El Sr. Shimoni sabía, al menos desde el 10 de agosto de 2011, que el vendedor exigía que el pago fuera en efectivo y que la cantidad que se registraría en el contrato sería menor que la cantidad que realmente se pagaría. Por lo tanto, no doy ninguna credibilidad a su afirmación de que solo "antes de firmar el contrato" (párrafo 9 de su declaración jurada) sabía que la cantidad que debía registrarse en el contrato fuera menor. El Sr. Shimoni declaró sobre sí mismo que fue "el espíritu activo en esta transacción" (p. 1416, párrafos 9-11) y que también estuvo presente con sus amigos en la firma de sus contratos el 10 de agosto de 2011.
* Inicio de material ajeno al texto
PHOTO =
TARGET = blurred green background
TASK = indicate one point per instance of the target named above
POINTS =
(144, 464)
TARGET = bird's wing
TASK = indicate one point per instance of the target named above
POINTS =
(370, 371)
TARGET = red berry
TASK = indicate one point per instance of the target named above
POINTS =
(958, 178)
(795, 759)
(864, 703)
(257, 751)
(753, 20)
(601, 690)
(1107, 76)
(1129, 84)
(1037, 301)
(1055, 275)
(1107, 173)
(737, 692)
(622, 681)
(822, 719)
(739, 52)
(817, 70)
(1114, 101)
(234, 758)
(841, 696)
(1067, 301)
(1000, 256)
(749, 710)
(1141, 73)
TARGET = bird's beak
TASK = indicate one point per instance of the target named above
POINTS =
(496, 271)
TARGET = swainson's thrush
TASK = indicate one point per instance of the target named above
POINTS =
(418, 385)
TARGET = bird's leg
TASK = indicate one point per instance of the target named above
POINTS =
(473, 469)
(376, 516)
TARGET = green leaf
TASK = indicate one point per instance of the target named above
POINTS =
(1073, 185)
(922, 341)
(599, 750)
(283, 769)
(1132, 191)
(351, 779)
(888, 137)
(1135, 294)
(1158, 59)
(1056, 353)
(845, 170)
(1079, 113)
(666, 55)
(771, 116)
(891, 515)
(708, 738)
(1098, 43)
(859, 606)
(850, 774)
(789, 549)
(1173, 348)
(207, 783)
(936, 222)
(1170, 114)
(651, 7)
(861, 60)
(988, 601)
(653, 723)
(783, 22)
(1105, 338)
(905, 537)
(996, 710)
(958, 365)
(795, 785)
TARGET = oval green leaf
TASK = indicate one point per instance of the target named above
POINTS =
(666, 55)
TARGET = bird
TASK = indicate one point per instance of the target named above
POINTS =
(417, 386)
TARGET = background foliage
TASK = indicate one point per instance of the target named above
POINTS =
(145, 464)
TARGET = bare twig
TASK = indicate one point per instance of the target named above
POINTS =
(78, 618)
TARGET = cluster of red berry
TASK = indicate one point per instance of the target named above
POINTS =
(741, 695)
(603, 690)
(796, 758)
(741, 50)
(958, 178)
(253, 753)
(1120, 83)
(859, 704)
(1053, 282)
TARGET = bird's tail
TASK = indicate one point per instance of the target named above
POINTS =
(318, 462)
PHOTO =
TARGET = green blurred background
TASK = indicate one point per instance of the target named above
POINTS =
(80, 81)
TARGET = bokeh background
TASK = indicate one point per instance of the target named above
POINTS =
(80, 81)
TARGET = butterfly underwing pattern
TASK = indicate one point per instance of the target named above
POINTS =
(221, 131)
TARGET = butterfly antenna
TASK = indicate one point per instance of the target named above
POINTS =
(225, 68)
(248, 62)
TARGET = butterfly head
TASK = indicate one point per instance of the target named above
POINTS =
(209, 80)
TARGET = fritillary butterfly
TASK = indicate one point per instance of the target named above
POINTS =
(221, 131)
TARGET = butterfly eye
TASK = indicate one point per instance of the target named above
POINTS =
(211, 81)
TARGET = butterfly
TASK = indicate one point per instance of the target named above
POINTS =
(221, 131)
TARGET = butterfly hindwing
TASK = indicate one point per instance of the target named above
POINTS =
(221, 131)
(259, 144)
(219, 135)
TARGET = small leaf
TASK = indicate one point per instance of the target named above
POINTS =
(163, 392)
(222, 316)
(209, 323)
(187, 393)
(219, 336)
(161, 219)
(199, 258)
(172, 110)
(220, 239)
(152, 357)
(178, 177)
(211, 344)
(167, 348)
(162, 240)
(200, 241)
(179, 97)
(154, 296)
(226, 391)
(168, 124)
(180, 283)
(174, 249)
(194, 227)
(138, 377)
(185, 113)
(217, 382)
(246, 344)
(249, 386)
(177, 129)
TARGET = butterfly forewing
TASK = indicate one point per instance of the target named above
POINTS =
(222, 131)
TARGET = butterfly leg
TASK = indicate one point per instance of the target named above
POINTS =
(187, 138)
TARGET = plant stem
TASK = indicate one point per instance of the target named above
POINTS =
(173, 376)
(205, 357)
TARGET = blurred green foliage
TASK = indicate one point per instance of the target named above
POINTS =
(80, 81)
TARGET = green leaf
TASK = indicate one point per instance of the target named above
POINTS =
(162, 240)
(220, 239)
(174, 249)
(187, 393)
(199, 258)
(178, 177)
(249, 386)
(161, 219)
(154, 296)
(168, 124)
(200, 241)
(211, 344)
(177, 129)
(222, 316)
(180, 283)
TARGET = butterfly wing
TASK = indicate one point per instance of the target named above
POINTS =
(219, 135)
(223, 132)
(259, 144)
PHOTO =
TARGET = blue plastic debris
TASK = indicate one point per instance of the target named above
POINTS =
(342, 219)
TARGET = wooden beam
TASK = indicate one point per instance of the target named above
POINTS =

Por tanto, esta no es una exigencia sorprendente de la que el señor Shimoni supiera cuando su esposa firmó el contrato el 28 de agosto de 2011, sino más bien una exigencia que ella había pedido al menos dos semanas y media antes. La pareja Shimoni podría haber considerado seriamente durante un tiempo considerable si era correcto firmar el contrato, a pesar de las demandas inusuales del vendedor tanto en términos de adquisición de efectivo como en el registro de la baja cantidad en el contrato. El testimonio de la señora Shimoni Cohen indica que antes de firmar el contrato, no tenía conocimiento alguno del registro de la suma baja por parte de los otros demandantes unas dos semanas y media antes, y el señor Shimoni admitió que "creo que Carmit no lo sabía" (p. 1458, pregunta 12; Véase también ibid.: p. 1505, párrafos 3-8). El hecho de que el señor Shimoni ocultara este hecho a su esposa, ya que, según él, "le tenía miedo" (p. 1514, pregunta 21; ibid., p. 1515, s. 2), muestra que él pensaba que si le informaba de esto, ella se negaría a firmar el contrato, especialmente a la vista de los otros signos de interrogación que se le habían revelado. En estas circunstancias, los acusados buscarán reparación por la injusticia, y no los acusados.